The latest business forum organised by the Graduate School of Business and Leadership (GSB&L) in partnership with the Durban branch of the Black Management Forum (BMF) critically discussed the development of impeccable ethical leadership for South Africa.
The panelists, Edcon Group’s Chief Operations Officer and GSB&L graduate, Mr Mncane Mthunzi, Hulamin Limited’s Head of Internal Audit and Chairperson of the BMF KZN, Ms Lusanda Ncoliwe and independent social and political analyst, Mr Lukhona Mnguni addressed the issues of transformative leadership, the difficulty of remaining ethical in an unethical environment and the corrosive effect of unethical leaders on society.
Mncane who shared insights on being in charge of turning around ailing retail group, Edcon, highlighted that transformation in leadership calls for confident and competent leaders with character.
‘South Africa needs courageous leaders who will not shy away or sweep big issues under the carpet but discuss and deal with them head on. Turning around a company such as Edcon requires honesty about how people in leadership were allowed to bring the organisation to its knees and how we now need to clean up this mess. Our job as leaders is to ensure that we add value to the jobs and challenges we find ourselves in and business schools must also take leadership in driving transformation,’ he said.
Speaking on ethical leadership of professional bodies, Ncoliwe questioned why entities have codes of conduct that commit employees to ethical conduct but do not adhere to them.

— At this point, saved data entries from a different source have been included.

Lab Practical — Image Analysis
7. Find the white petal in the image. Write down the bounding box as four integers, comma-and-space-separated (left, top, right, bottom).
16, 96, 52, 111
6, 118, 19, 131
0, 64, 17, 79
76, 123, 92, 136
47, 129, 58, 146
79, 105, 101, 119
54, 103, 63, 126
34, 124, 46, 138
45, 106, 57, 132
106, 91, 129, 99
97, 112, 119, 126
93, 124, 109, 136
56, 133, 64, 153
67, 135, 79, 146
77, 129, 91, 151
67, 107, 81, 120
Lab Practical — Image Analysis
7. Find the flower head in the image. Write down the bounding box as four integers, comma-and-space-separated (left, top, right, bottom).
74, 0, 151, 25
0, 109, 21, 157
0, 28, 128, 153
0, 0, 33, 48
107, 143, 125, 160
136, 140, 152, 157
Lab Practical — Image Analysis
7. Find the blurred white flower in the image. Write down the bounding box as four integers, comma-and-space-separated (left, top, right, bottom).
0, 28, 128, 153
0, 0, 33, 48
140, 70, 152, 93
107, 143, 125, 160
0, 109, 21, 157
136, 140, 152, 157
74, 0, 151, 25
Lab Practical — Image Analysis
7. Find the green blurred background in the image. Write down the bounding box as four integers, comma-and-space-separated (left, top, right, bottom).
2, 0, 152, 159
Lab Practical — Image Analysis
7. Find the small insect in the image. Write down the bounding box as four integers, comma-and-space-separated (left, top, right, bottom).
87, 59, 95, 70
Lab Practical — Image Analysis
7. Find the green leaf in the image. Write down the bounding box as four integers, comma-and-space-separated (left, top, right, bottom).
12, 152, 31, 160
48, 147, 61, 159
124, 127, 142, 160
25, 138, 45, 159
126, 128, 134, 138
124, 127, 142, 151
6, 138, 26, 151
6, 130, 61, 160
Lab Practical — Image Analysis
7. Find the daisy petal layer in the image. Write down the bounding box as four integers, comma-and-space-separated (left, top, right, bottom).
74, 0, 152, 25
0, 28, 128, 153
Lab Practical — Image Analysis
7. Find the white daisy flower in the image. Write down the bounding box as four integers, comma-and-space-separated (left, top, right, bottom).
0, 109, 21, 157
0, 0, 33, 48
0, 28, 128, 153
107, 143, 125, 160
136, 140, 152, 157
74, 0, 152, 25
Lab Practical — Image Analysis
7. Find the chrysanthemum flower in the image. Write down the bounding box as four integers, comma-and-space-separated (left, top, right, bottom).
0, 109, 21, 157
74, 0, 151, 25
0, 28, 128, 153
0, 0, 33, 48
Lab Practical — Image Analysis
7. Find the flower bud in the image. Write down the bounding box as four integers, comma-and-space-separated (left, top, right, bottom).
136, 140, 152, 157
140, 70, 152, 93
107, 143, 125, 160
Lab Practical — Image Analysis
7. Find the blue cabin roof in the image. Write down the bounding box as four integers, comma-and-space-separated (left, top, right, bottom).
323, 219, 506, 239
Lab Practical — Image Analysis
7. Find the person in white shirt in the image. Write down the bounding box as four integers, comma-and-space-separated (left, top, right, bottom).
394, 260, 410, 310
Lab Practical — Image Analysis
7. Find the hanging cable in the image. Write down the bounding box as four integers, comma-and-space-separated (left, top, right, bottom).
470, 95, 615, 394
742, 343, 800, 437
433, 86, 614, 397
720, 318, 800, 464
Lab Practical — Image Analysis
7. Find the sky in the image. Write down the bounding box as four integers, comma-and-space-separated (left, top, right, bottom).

‘Theoretically, professional bodies are developing ethical leaders but practically, they are not. When you are in the public sector, you will always be under the spotlight because it’s other people’s money. However, in the private sector you are not under the spotlight because it’s not the public’s money. The great thing about staying ethical is that when the Zondo Commission sets their sights on your company, you will be the only one sleeping peacefully whilst everyone else is panicking trying to recall what they did three years ago. More needs to be done to develop ethical leaders in South Africa; leaders who do the right thing even when no one is watching,’ she said.
Rihanna’s Disturbia lyrics, leadership philosophies and South African artist Sho Madjozi’s tweets addressing xenophobia were among the sources Mnguni drew on to stress that visionless and corrupt leadership leads to nihilism.
‘Ethical leadership has become a buzz word. Buzz words are fleeting and are often replaced by the latest trends and substituted without being realised. The problem in this country is that there is cohesion between corruption and politics, and society is divided. If we want people to behave ethically and build society then we need to start watching one another and not only be concerned about what is happening behind our walls. Otherwise, we will forever be complaining about unethical and corrupt leaders,’ he said.
Participants, who included GSB&L students and business practitioners also shared their views on the topic. Issues raised included whether business schools are doing enough to produce the type of leaders that the country needs; whether or not professional bodies are doing enough to groom managerial leaders; and the challenges female leaders face versus those confronting their male counterparts.
GSB&L academic, Professor Cecile Gerwel Proches thanked the panel and the audience for their valuable contribution to the discussion and said that the School is committed to contributing to developing and nurturing ethical leaders.